(1.) This is a revision petition preferred under section 21 of the Andhra Pradesh Land Reforms (Ceiling on Agricultural Holdings) Act, 1973 by the State of Andhra Pradesh. The question that falls for consideration is whether a person who is admitted as an illatomson-in-law into the family, is entitled to a share in the property of his adoptive father on the notified date i.e. 1-1-1976, even though the marriage has not taken place by that date.
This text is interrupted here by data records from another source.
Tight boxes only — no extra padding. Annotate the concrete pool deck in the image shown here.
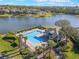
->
[21,37,47,52]
[21,38,35,52]
[23,29,46,45]
[16,28,45,36]
[16,28,46,52]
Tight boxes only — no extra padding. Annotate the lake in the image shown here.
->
[0,14,79,33]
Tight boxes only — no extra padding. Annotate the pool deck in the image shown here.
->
[21,38,35,52]
[21,38,47,52]
[16,28,45,36]
[35,42,47,47]
[16,28,46,52]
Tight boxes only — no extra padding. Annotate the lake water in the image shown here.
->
[0,14,79,33]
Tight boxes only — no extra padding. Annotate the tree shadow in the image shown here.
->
[72,44,79,54]
[70,38,79,54]
[1,48,21,59]
[9,54,20,58]
[1,48,18,54]
[10,42,17,47]
[2,37,16,43]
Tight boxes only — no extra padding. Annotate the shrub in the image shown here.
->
[11,42,17,47]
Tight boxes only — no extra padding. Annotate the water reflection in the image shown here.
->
[0,14,79,33]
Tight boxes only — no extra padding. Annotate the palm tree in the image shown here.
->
[18,34,23,55]
[36,46,43,55]
[47,39,56,59]
[22,36,27,48]
[18,34,29,59]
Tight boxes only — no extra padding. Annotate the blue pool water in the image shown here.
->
[23,31,45,46]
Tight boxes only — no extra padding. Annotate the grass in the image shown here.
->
[65,51,79,59]
[1,26,79,59]
[0,36,23,59]
[32,12,53,18]
[0,12,53,18]
[0,38,13,52]
[64,40,79,59]
[0,14,13,17]
[43,26,61,29]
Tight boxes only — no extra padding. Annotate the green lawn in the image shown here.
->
[43,26,61,29]
[0,38,13,52]
[32,12,53,18]
[64,40,79,59]
[65,51,79,59]
[0,36,23,59]
[0,14,13,17]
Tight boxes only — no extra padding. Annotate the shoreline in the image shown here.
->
[0,14,13,17]
[32,12,53,18]
[0,26,61,35]
[0,13,79,18]
[0,12,53,18]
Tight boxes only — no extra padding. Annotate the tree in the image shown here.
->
[48,40,56,48]
[55,20,77,42]
[47,40,56,59]
[18,35,27,51]
[55,20,70,27]
[20,48,36,59]
[55,20,79,47]
[35,46,44,54]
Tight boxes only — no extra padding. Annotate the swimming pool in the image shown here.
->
[23,30,46,46]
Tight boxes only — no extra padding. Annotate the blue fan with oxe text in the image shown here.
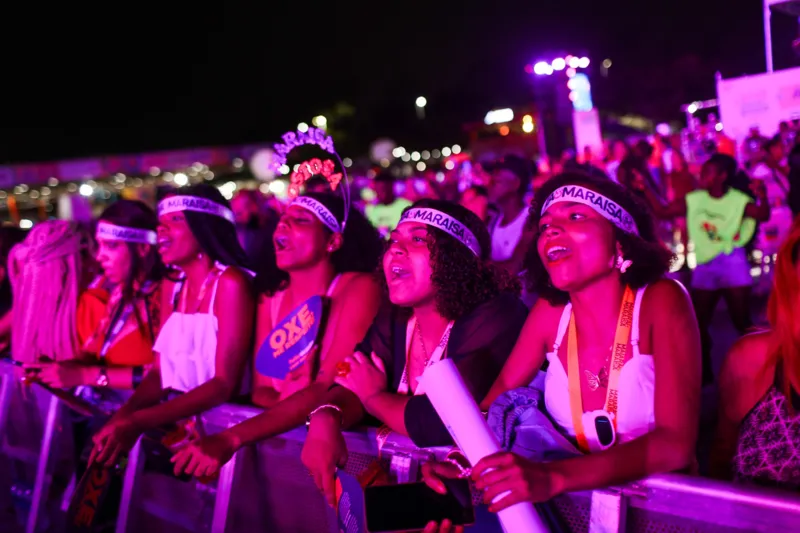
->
[255,295,323,379]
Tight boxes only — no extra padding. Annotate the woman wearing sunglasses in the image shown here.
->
[422,172,701,533]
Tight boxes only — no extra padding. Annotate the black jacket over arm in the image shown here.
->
[356,292,528,448]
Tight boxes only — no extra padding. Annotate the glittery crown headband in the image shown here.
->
[273,126,351,231]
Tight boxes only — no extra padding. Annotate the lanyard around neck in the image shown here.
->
[98,281,155,360]
[397,316,454,396]
[567,286,635,453]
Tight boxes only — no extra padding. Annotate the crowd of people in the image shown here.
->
[1,118,800,532]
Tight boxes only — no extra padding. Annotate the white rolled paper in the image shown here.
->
[421,359,548,533]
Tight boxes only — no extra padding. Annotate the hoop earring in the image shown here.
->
[615,255,632,274]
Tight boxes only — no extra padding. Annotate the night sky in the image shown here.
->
[1,0,796,164]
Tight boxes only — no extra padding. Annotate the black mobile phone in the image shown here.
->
[364,479,475,533]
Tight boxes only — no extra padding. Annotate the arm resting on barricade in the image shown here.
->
[112,367,165,419]
[514,281,700,500]
[132,269,254,429]
[224,381,367,450]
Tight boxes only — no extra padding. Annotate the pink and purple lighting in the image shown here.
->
[527,55,590,76]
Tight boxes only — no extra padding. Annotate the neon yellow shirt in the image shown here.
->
[366,199,412,237]
[686,189,756,265]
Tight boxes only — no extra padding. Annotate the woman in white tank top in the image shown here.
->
[423,173,701,522]
[90,185,255,467]
[171,193,384,479]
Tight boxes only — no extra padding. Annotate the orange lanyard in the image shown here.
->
[567,286,635,453]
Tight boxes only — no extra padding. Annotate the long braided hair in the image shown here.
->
[9,221,90,363]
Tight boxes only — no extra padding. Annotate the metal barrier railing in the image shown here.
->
[3,361,800,533]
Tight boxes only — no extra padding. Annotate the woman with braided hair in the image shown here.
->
[9,220,95,364]
[23,200,165,389]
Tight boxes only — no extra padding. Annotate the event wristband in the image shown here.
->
[306,404,343,428]
[132,366,144,389]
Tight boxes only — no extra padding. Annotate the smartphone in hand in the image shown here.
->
[364,479,475,532]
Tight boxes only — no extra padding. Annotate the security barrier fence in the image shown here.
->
[2,361,800,533]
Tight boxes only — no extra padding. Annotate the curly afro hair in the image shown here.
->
[255,192,383,296]
[394,199,520,321]
[524,172,674,305]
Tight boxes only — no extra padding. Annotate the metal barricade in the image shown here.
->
[114,403,434,533]
[5,374,800,532]
[0,362,76,533]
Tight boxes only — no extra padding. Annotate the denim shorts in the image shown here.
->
[691,248,752,291]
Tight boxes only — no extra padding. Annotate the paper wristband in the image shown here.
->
[158,196,235,224]
[292,196,341,233]
[96,222,157,245]
[541,185,639,236]
[398,208,481,257]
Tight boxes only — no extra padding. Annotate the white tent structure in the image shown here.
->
[764,0,800,71]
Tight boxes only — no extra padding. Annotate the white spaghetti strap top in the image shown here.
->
[156,263,230,392]
[543,285,656,444]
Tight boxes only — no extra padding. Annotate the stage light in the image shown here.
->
[533,61,553,75]
[484,108,514,125]
[174,173,189,186]
[552,58,566,71]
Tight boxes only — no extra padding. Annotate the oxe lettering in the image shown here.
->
[74,467,110,526]
[269,304,316,357]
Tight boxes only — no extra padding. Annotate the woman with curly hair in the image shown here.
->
[170,192,384,478]
[301,199,527,505]
[422,173,701,533]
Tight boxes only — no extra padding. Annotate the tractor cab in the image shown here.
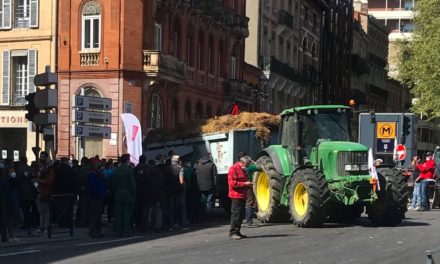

(2.) The facts that give rise to this question are as follows:- The 1st respondent herein was inducted into the family of the 2nd respondent as an illotom son-in-law in the year 1966 due to the fact that the later had no male issue and had only one daughter. The agreement was thai the 1 st respondent would marry the daughter of the 2nd respondent and he would be given half share in the landed property of the family. The marriage was actually performed on 20-6-1975. Both the respondents filed separate declarations showing that each one of them is entitled to a half share in the lands held by the family. The Land Reforms Tribunal, Medak, clubbed both the declarations and disposed them of by a common order holding that the 1st respondent is not entitled to a share as the property is the self acquired property of the 2nd respondent and that the 2nd respondent holds 1.9921 standard holding. Both the respondents preferred an appeal and the Appellate Tribunal at Sangareddy disposed of the same by its order dated 3-5-76. The Chairman of the Appellate Tribunal in a separate order held that 1st respondent who is admittedly an illatom son-in-law would be entitled to a half-share in the family property and in the result there would not be any excess to be surrendered by the 2nd respondent. The Member of the Tribunal however disagreed with the Chairman and held that the marriage of the 1st respondent was performed much later than the notified date on which date the 1st respon dent and the daughter of the 2nd respondent were not bound by the wed lock and therefore the 1st respondent cannot be treated as an illatom son-in-law, in which case he cannot claim a share in the property. Under Rule 14(d) of the A.P. Land Reforms Rules the decision of the Chairman shall be the decision of the Tribunal. The Government has preferred this revision questioning the order of the Tribunal.
(3.) The learned Government Pleader contended that one of the essential conditions of the illatom adoption is that the adoptee must marry the daughter of the adopter and after fulfilment of that condition only he will be entitled to a share in the family property, and therefore on the notified date he was not an illatom son-in-law and hence he cannot claim a share in the family property. The learned counsel for the respondents on the other hand contended that the 1st respondent has been inducted into the family as an illatom son- in-law with an agreement to give him a half share and it is not necessary that the marriage should take place immediately. According to the learned counsel the marriage in fact has taken place on 20-6-1975. For the purpose of the Ceiling Act by virtue of the existing agreement the 1st respondent must be treated as an illatom son-in-law even though on the notified date the marriage has not taken place.